Friday, September 16, 2011

Work Experience and Liquid Crystals

Here's another guest blog from our work experience students. 15 and 16 year-old , Simrit Gill and Rahul Shiveram from Thornden School visited us in October. They got up to a number of activities, but two experiences really impressed them; Sadie Jones took them for a journey across the Galaxy in the Astrodome, and PhD student Mark Herrington showed them his Photonics lab: - this is what they reported ...

“Work experience” often has some mixed connotations; people may find themselves doing anything - perhaps stacking dusty shelves in an insignificant corner of a local grocery store, however, we found ourselves at the University of Southampton.

One might wonder what two GCSE students could do at a prestigious University, however it soon became apparent that there was actually quite a lot we could get up to. We encountered many interesting and mind-blowing research areas in Physics and Astronomy and visited many labs. These experiences included being immersed a film in the Astrodome, exploring labs where researchers are trying to find new and efficient ways to run the internet and a lab where their mission is to find a way to make lasers more powerful.

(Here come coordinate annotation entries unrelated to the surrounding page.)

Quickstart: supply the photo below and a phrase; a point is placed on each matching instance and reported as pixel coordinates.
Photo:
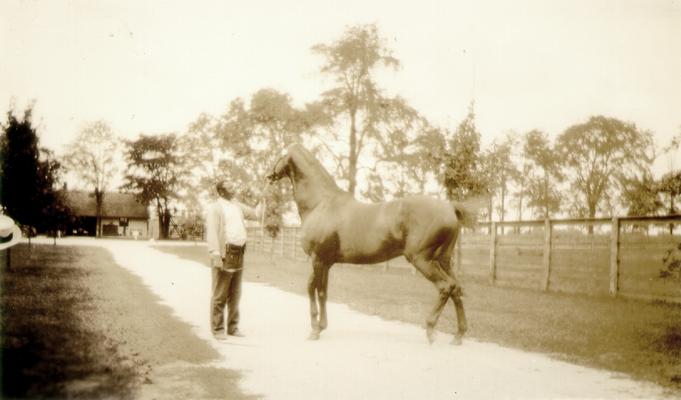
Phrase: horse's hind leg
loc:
(462, 324)
(322, 295)
(444, 285)
(445, 261)
(312, 294)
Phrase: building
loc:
(122, 215)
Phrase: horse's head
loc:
(281, 168)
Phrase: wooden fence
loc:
(619, 256)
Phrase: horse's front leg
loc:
(462, 324)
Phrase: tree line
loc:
(378, 147)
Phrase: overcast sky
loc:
(153, 67)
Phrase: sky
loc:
(154, 66)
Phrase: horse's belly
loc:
(368, 252)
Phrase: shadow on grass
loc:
(74, 324)
(46, 352)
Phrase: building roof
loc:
(116, 205)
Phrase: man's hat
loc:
(10, 234)
(226, 188)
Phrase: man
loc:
(226, 237)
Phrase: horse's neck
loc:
(308, 193)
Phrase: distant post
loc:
(614, 256)
(547, 253)
(493, 253)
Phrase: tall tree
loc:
(155, 174)
(463, 170)
(599, 154)
(640, 195)
(545, 173)
(403, 148)
(29, 177)
(499, 170)
(352, 62)
(670, 186)
(91, 157)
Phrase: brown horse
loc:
(338, 228)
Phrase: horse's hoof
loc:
(430, 333)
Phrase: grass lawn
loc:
(637, 338)
(75, 325)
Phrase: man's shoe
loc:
(220, 337)
(236, 333)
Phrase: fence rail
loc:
(621, 256)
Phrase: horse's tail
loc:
(467, 210)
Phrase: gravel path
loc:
(359, 356)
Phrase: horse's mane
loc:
(309, 165)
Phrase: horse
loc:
(337, 228)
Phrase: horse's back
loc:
(343, 229)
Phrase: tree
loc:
(91, 158)
(355, 99)
(670, 185)
(544, 174)
(29, 177)
(599, 154)
(640, 196)
(499, 169)
(403, 151)
(463, 170)
(155, 174)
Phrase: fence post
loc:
(283, 236)
(547, 253)
(459, 244)
(493, 253)
(614, 256)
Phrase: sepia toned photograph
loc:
(295, 200)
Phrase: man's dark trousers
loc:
(227, 291)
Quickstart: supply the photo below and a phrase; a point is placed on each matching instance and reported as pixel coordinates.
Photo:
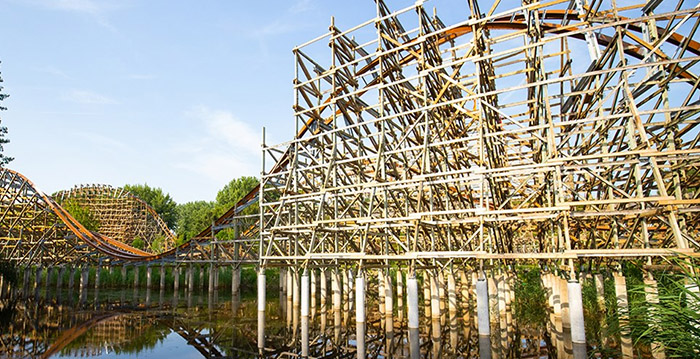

Our science classes have always taught us that there are 3 states of matter: Solids, Liquids and Gases. However, it's not quite that simple - according to the liquid crystal lab at The University of Southampton there are about five times that number! [Although there are 10 or 15 different liquid crystal phases we would call each of these a different mesophase and in terms of states of matter say that there are 5- Solid, liquid crystal, liquid, gas and plasma. According to Mark shown below - Ed.]

Liquid Crystals are an odd phenomena that most people associate with their flat screen TVs at home, unsurprisingly, they have many more uses. In the lab we were shown around, they were being used as a kind of ‘valve’ which could control the flow of light by electrifying a plate filled with a well known liquid crystal dubbed as ‘E7’. The way the ‘valve’ works is, well, complicated…but here goes.

The system starts off with unpolarised light which is made up of light travelling in all sorts of orientations. The laser is shone through a polariser, (similar to the 3D glasses used in the cinema), which filters out one orientation of light. The beam then travels through a liquid crystal which has its molecules lined up in the same orientation as the polariser. So, as you can imagine, the light travels straight through with ease. However, if you wish to shut the valve ‘off’ which involves running an electric current through the liquid crystal, which switches the orientation of the molecules by 90 degrees. Then it works like a venetian blinds and blocks off the light.

You must be wondering why blocking light out electrically could be useful, surely you could use a piece of black card? In fact, this mechanism would be extremely useful when switching something on and off rapidly for use in an optical computer (a computer using light signals instead of electrical signals as the method of transmitting information). We got to watch/partake in was the fabrication of the liquid crystal cell itself.